Keyword List Categories
If you look at the image below, you will see that some words are surrounded by square brackets. These words are called 'Category Words'. They are not normally exported in the keyword list when you add keywords to your images, so Category Words are useful to help define a path within your Keyword List that you wouldn't necessarily wish to add to the keywords in the photograph.
It is a good practice to make your categories all UPPERCASE since Lightroom gives no indication when it displays the Keyword List that a word in the list is a category, and not just a normal keyword.
Sometimes you might need a word to be a category, yet still wish to add it to the keyword output. In that case, the simplest method is to duplicate the word, once with square brackets and once without.
If you DID wish to include all the 'Category Words' as keywords when you export, you can check the LightRoom option 'Write Keywords as Lightroom Hierarchy'.
Here we see what the Keyword List above looks like when it has been imported into LightRoom. But wait a minute - what has happened to the words beneath 'baby' and 'child'? The 10 words concerned aren't showing at all.
Keyword List Synonyms
The missing 10 words are not shown because they have been classed as 'synonyms'. My dictionary defines 'synonym' as "Two words that can be interchanged in a context are said to be synonymous relative to that context". In other words, and especially where Keyword Lists are concerned, a synonym is a word that we always wish to be added to the Keyword List when its 'father-word' is selected. So, in this example, when you choose the keyword 'baby', the synonyms 'babies', 'infant', 'infants', 'new born', and 'newborn' will be chosen as well. Synonyms appear on separate lines below the 'father-word' and are indented with one extra TAB character. They are also surrounded by curly braces. When used in Lightroom, synonyms don't appear in the keyword list, yet you can filter and search with them.
Saving the Keyword List
When you have finished building your Keyword List, save it as a text file, with the '.txt' suffix. The format of the file is important: if you have the option, then set the file encoding to UTF-8. On a Mac the line endings must be standard Unix. To learn how to import the file into LightRoom, see my LightRoom Keyword Import page.
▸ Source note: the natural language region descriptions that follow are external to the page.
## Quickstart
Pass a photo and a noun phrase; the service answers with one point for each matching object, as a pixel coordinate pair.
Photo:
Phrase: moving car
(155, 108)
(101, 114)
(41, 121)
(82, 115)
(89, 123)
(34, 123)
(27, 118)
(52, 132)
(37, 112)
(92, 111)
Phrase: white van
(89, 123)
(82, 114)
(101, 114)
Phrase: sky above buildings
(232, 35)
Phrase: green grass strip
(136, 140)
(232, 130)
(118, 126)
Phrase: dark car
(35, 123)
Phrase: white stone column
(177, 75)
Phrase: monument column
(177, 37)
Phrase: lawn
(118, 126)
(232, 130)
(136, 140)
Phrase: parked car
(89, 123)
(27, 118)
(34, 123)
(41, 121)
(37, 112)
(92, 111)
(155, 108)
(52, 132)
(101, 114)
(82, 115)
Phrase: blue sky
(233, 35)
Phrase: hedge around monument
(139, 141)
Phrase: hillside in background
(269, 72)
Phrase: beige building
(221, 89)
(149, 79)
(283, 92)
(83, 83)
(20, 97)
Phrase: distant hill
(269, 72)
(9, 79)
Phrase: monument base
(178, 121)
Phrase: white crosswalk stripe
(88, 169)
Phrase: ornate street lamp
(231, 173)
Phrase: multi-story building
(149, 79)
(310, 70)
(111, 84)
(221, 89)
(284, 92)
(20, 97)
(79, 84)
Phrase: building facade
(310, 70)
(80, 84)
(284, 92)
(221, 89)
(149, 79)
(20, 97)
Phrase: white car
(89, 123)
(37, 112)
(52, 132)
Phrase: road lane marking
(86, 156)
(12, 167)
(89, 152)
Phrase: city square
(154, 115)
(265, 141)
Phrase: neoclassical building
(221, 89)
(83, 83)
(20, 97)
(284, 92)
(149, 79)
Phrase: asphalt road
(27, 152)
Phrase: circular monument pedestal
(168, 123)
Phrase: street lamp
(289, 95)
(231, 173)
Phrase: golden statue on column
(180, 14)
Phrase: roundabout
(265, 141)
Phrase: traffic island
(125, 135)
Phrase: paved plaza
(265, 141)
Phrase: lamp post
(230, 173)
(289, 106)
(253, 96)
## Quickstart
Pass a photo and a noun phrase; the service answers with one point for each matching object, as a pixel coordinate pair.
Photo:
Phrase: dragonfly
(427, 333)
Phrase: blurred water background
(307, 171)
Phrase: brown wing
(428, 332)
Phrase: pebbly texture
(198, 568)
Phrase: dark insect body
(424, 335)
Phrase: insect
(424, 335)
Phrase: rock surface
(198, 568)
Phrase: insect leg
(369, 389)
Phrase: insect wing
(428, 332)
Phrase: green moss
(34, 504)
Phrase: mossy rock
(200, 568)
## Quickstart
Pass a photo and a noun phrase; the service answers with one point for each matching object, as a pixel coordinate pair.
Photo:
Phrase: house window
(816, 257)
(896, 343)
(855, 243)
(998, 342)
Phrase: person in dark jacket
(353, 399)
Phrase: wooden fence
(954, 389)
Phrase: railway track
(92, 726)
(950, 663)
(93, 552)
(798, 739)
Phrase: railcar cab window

Other Keyword List Building Methods
If you have a spread sheet program like Excel then you can also use that to build your keyword lists. Some people prefer to use spread sheets to build their Keyword Lists as the column and row layout can be more intuitive and help prevent you from accidentally deleting or including extra TAB characters.
Here we see an example of the same list as before being built in an Excel spread sheet. My Office Assistant has also snuck into the shot! To save the Keyword List in the correct format for LightRoom, click 'File > Save As > Save As Type > Text (Tab delimited)'. Open the file in your Text Editor to check that it has not added extra trailing TAB characters to some of the lines - if so, they will need to be deleted. You can use 'PSPad' to do that by clicking 'Search > Replace' then in the window that opens, add "\t$", WITHOUT the quote-marks, into the 'Find' box, and leave the 'Replace' box empty. Click 'Direction > Entire Scope', and then 'OK'.
You should note that Microsoft Excel 2003 has no means of choosing the character-set that it uses in a '.csv' export, and defaults to ANSI. If you have foreign and accented characters in your list, you are likely to find that they will be corrupted during the export process. The way around this is to choose 'File > Save As' and set the 'Save As Type' to Unicode Text. This will save the file with the character-set 'UTF-16'. You can then open that in your text editor, and copy-and-paste it to a new 'UTF-8' file, which should retain all of the foreign and accented characters in your list. Don't forget to do a 'File Compare' to see that this is so.